Norfolk Southern Rejects Revised Canadian Pacific Bid

Norfolk Southern Co. formally rejected Canadian Pacific Railway Ltd. for a second time, calling the company's second bid also a "grossly inadequate" proposal.

Canadian Pacific proposed to buy Norfolk Southern for about $30 billion, using a complex and scarcely-used deal structure called a "voting trust." Canadian Pacific said the interim structure allows the two companies to remain technically independent, as required by law until regulatory approval, but puts cash in the hands of Norfolk Southern shareholders earlier.

Canadian Pacific estimated shareholders could receive their payout by May 2016, compared with the possible Dec. 2017 closing date under the deal review process.

Both the voting trust and the final deal must be approved by the U.S. railroad regulator, the Surface Transportation Board. The board revised its rules in 2001 to require railroad mergers to serve the "public interest." This higher standard hasn't yet been tested in a railroad merger.

In a letter to Canadian Pacific, Norfolk said it was highly unlikely that the structure would be approved by regulators. Norfolk said the "revised, reduced proposal" offers "less overall value and cash."

Canadian Pacific said it was reviewing Norfolk Southern's response.

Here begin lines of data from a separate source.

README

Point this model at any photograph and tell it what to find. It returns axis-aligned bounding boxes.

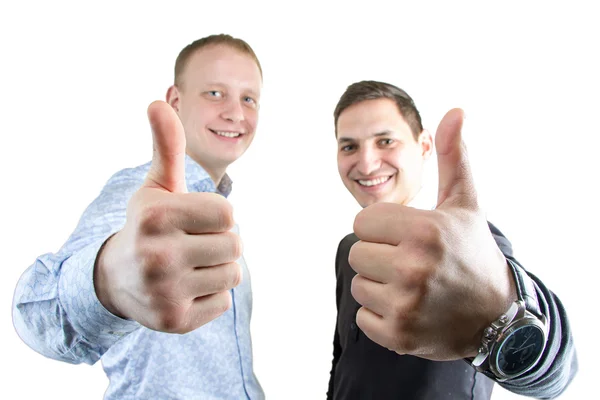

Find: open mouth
[356,175,393,188]
[208,128,242,139]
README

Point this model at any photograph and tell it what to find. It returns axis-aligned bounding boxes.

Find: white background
[0,0,600,400]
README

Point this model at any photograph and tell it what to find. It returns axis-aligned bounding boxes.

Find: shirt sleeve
[12,167,145,364]
[489,223,578,399]
[327,240,344,400]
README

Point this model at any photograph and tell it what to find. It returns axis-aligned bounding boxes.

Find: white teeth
[358,176,391,186]
[214,131,240,137]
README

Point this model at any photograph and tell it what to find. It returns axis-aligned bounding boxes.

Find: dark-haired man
[328,81,577,400]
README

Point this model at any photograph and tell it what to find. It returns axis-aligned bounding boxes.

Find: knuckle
[213,291,233,318]
[350,275,362,303]
[137,245,175,285]
[348,241,361,268]
[155,305,187,333]
[228,263,242,289]
[214,196,235,231]
[228,232,244,260]
[137,204,170,235]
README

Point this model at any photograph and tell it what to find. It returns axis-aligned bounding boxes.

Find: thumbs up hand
[349,109,516,360]
[94,101,242,333]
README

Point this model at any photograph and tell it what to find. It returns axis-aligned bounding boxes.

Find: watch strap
[506,257,544,318]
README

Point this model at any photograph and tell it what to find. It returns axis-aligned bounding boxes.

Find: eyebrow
[338,129,392,143]
[205,81,259,97]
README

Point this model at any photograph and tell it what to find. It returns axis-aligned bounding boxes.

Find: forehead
[337,98,410,140]
[183,45,262,93]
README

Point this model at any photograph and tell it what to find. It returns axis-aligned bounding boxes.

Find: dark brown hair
[333,81,423,140]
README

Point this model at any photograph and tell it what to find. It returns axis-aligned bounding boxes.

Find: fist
[94,102,242,333]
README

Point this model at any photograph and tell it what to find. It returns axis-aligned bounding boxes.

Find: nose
[357,147,381,175]
[221,99,244,122]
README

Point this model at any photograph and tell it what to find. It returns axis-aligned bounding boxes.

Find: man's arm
[13,170,143,364]
[488,223,578,399]
[13,101,242,363]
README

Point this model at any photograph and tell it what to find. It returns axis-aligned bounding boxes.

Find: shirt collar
[185,154,233,197]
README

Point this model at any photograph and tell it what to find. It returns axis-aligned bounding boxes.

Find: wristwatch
[472,258,549,382]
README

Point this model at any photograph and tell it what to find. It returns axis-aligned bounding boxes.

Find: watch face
[496,325,546,376]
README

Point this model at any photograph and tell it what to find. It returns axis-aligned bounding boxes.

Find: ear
[167,85,179,113]
[419,129,433,160]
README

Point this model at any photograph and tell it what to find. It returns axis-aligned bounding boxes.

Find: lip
[353,174,396,193]
[207,128,246,143]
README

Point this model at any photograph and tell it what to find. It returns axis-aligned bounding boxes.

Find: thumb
[435,108,477,208]
[143,101,187,193]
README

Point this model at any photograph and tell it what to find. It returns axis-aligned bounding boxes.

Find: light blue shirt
[13,156,264,400]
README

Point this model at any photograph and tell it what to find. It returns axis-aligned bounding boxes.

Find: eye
[207,90,223,98]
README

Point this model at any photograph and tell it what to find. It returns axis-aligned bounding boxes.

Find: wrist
[94,232,127,319]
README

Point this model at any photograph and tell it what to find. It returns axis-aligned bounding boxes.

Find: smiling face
[336,98,433,207]
[167,45,262,184]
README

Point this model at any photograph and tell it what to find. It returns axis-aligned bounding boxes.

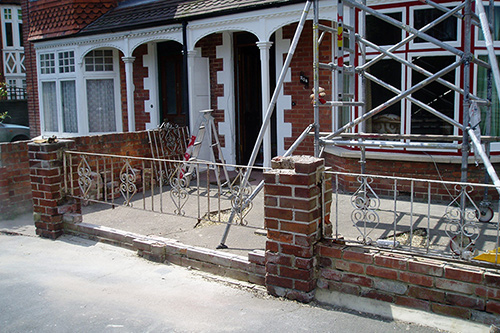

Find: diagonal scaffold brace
[217,0,312,249]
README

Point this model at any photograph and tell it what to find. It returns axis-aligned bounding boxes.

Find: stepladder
[179,109,232,191]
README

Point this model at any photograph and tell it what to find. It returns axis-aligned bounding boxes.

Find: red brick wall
[264,157,500,324]
[316,242,500,325]
[283,21,332,155]
[0,141,32,218]
[72,131,151,157]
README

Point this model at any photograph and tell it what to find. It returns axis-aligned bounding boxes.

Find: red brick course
[316,237,500,324]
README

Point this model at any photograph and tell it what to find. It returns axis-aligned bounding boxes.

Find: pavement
[0,231,460,333]
[0,212,489,333]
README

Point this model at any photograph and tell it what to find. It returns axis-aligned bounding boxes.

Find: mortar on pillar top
[271,155,322,170]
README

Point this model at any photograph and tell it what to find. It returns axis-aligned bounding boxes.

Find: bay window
[84,49,120,133]
[37,49,121,136]
[38,51,78,134]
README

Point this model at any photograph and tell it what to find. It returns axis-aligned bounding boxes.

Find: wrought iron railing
[0,86,28,100]
[64,151,263,228]
[323,172,500,262]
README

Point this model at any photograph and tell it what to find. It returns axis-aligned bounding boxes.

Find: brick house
[22,0,500,181]
[0,0,26,99]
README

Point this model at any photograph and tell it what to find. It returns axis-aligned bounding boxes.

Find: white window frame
[404,51,462,152]
[82,48,123,135]
[0,5,26,93]
[408,2,462,51]
[474,1,500,47]
[364,7,407,55]
[36,49,81,136]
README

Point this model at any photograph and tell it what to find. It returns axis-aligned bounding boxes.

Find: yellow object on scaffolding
[473,247,500,264]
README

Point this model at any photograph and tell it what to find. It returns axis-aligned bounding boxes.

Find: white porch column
[257,42,273,167]
[122,57,135,132]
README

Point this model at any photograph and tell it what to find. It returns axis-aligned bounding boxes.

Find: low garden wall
[0,141,32,219]
[264,157,500,325]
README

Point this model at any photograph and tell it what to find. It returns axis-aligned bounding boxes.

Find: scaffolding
[313,0,500,185]
[220,0,500,255]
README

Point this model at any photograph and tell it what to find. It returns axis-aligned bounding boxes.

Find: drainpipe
[182,21,189,126]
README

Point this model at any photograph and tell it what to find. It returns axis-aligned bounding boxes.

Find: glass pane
[477,55,500,135]
[478,6,500,40]
[411,56,455,135]
[366,13,403,45]
[42,82,58,132]
[85,50,113,72]
[19,23,24,46]
[366,60,401,134]
[165,57,179,114]
[5,22,14,46]
[87,79,116,132]
[61,81,78,133]
[413,8,458,43]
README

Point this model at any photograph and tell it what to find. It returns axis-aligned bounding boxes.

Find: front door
[234,32,262,165]
[158,41,188,126]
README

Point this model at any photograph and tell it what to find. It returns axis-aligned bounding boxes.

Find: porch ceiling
[79,0,304,34]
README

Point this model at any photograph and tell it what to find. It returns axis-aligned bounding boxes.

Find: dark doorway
[234,32,262,165]
[158,41,188,126]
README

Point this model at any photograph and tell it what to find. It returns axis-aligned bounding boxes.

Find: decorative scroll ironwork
[120,160,137,207]
[78,156,92,199]
[228,168,253,225]
[169,163,189,216]
[443,186,480,259]
[351,176,380,244]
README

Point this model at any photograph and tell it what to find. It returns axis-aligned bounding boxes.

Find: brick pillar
[264,156,331,302]
[28,140,81,239]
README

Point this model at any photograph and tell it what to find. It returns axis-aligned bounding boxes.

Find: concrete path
[0,233,450,333]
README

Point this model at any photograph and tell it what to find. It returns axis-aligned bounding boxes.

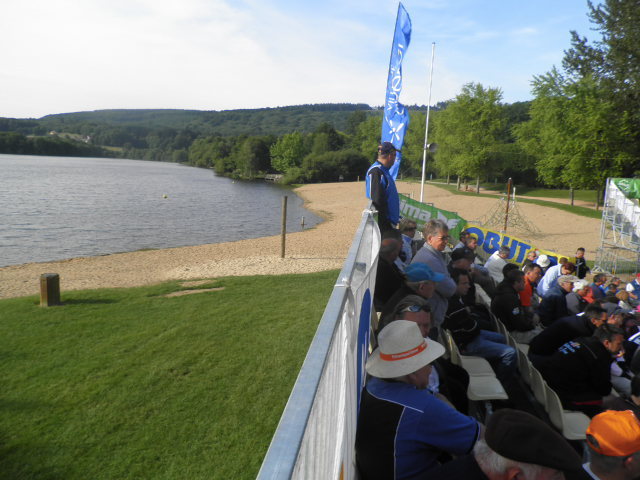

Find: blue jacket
[366,161,400,225]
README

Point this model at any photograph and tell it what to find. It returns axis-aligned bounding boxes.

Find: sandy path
[0,182,600,298]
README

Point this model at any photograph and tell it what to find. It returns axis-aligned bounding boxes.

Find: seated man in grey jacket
[411,218,456,328]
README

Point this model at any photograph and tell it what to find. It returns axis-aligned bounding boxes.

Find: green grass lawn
[0,271,338,480]
[418,183,602,219]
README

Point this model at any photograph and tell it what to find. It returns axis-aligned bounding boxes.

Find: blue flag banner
[380,3,411,180]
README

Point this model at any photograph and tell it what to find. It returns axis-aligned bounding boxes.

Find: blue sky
[0,0,596,118]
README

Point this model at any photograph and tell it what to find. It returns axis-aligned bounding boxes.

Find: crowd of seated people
[356,223,640,480]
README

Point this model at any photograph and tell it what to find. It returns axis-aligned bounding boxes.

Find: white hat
[366,320,444,378]
[558,275,580,286]
[535,254,551,268]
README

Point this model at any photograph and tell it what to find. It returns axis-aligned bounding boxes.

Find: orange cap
[587,410,640,457]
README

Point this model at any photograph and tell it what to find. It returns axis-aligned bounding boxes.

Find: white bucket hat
[573,280,587,292]
[535,254,551,268]
[366,320,444,378]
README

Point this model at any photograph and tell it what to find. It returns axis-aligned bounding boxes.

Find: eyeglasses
[399,305,424,313]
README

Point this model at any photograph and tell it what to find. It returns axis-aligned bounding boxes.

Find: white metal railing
[258,210,380,480]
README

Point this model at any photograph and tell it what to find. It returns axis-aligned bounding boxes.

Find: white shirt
[484,250,509,283]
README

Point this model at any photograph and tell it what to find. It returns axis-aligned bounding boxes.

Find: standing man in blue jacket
[366,142,400,233]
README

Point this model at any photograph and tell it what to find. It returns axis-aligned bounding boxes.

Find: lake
[0,155,321,266]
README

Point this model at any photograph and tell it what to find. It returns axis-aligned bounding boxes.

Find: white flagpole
[420,42,436,203]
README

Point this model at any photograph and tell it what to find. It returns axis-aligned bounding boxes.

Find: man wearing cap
[565,280,591,315]
[537,262,578,298]
[491,269,541,343]
[625,273,640,305]
[442,269,518,384]
[534,254,551,276]
[396,218,418,272]
[376,295,469,413]
[373,230,404,311]
[522,249,538,270]
[484,245,511,285]
[531,324,624,416]
[366,142,400,232]
[538,275,578,327]
[518,263,542,323]
[590,273,607,300]
[583,410,640,480]
[428,408,582,480]
[529,304,607,356]
[411,218,456,328]
[356,320,481,480]
[381,263,444,324]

In a more than two-hour conference call hosted earlier this month to explain the proposal, Canadian Pacific said much of the deal's potential benefits come from installing its current chief executive, longtime railroader Hunter Harrison, at the helm of Norfolk Southern.

Norfolk Southern rebuffed Canadian Pacific's previous $28 billion merger offer saying in early December that such a deal would create a "smaller, geographically inferior" railroad.